Someone has said, "Fatigue makes cowards of us all." Let me rephrase that in more general terms: Physical exhaustion alters my emotional state. What I could handle when fresh I no longer feel up to. Difficulties that I first faced like a problem-solver full of faith now cause me to buckle at the knees. The challenges that once energized me now terrify me. While the presenting symptom on such occasions is emotional—depression or weakness—the real problem is physical: low energy.
When I am worn out, the words "I am so tired of …" fall easily from my lips. Tired of problems, tired of pressure, tired of sermon deadlines, tired of criticism, tired of working six or seven days a week, tired of difficult people, tired of having everything depend on me, tired of the same place and the same thing, tired of others letting me down. While I feel the problem is what comes at the end of the phrase, in reality the word "tired" is the true explanation for my urge to give in.
I have noticed several other characteristics of physical and emotional exhaustion and the desire to quit.
When I want to give up, I often consider more extreme measures than necessary to remedy my situation. When what I may really need is to work only six hours a day for a week to restore my battery, what I imagine I need is a several-week vacation, or a six-month sabbatical, or a new church.
According to the New York Times, in March 1997 the forty-nine-year-old CEO of the Luby's Cafeteria chain died of what the police concluded was a suicide. After praying with his wife before going to bed, he slipped out of his house, checked into a motel room, and there slit his own throat. Those who knew him said his actions were completely out of character, and they groped to understand his motives. He had risen through the ranks of the company and only months before had become CEO and president. He was facing his first shareholders meeting a few days hence. Company earnings had declined marginally from when he had taken over, but that was to be expected—so the company's financial picture was anything but disastrous.
Why the bloody suicide then?
As I read the New York Times article, I thought to myself that even if he were facing some secret personal disaster, there are better alternatives to suicide. Anything is better than that. I wondered if he was worn out, likely doing everything within his power to succeed and prove himself in his new responsibilities. Suicide (or sudden resignation or divorce) is the sort of desperate overreaction carried out by someone who has lost perspective due to emotional and physical exhaustion.
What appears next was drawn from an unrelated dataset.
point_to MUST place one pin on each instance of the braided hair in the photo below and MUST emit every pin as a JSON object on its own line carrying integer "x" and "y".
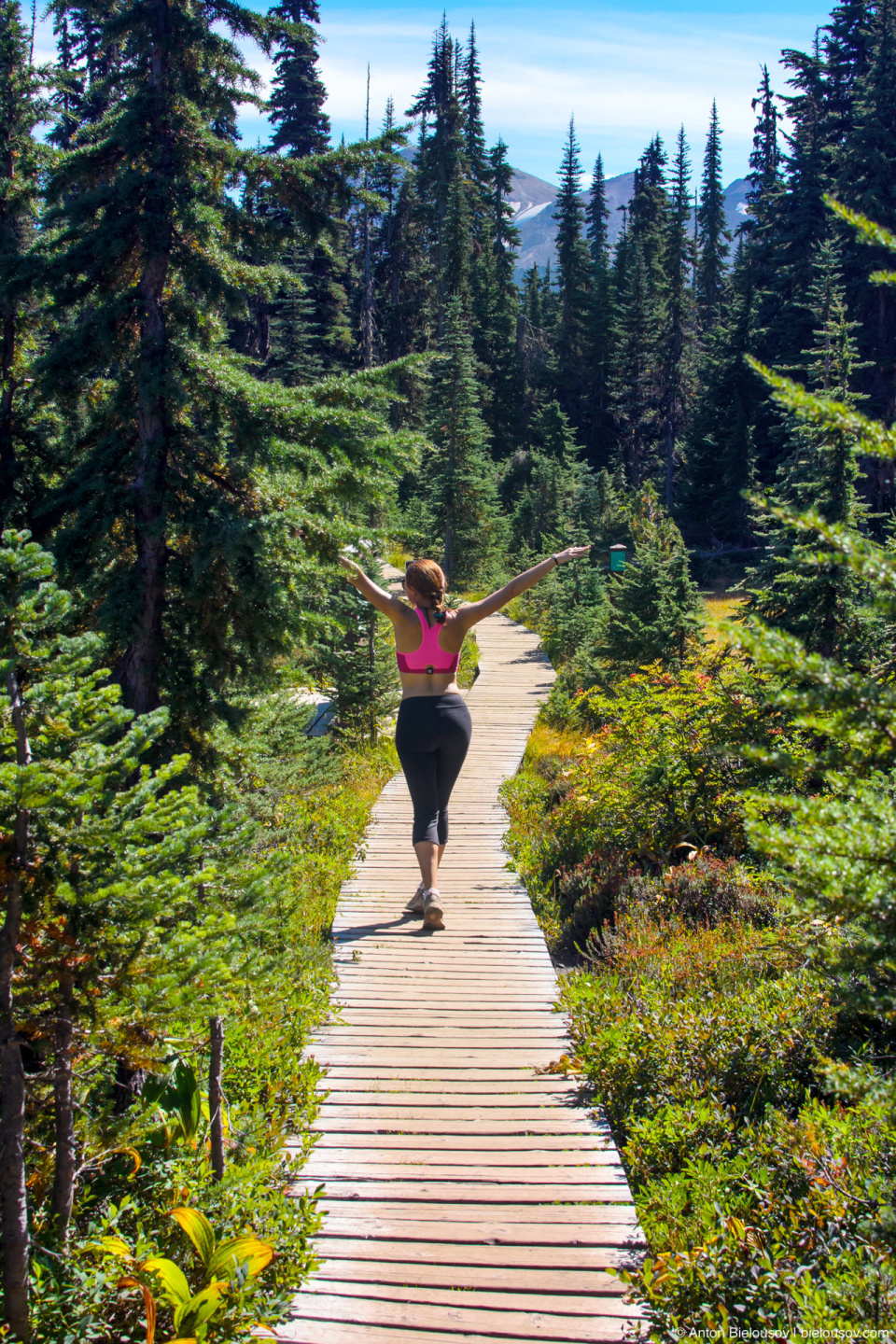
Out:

Another effect of wearing out, which I may not recognize as such, is being more easily tempted or provoked. It is as though my body, due to adrenaline or some other chemical stimulus, is in a state of heightened response. A suggestive billboard by the roadside that normally would not get more than a disinterested glance can now awaken a thoughtful look. A critical comment I would usually forbear now angers me. A setback at church or in my finances can quickly lead to despair and doubt. When I am physically and emotionally weak, temptation is strong. For this reason I am especially careful to get a good night's sleep on Saturday. Besides wanting to have maximum energy to preach and minister to people, I have found Sundays always have their share of negatives, whether it be low attendance, a weak sermon, or a fouled-up program. When I am tired, Sundays and Mondays can be devastating. The events of the days themselves do not make them so; my energy level does.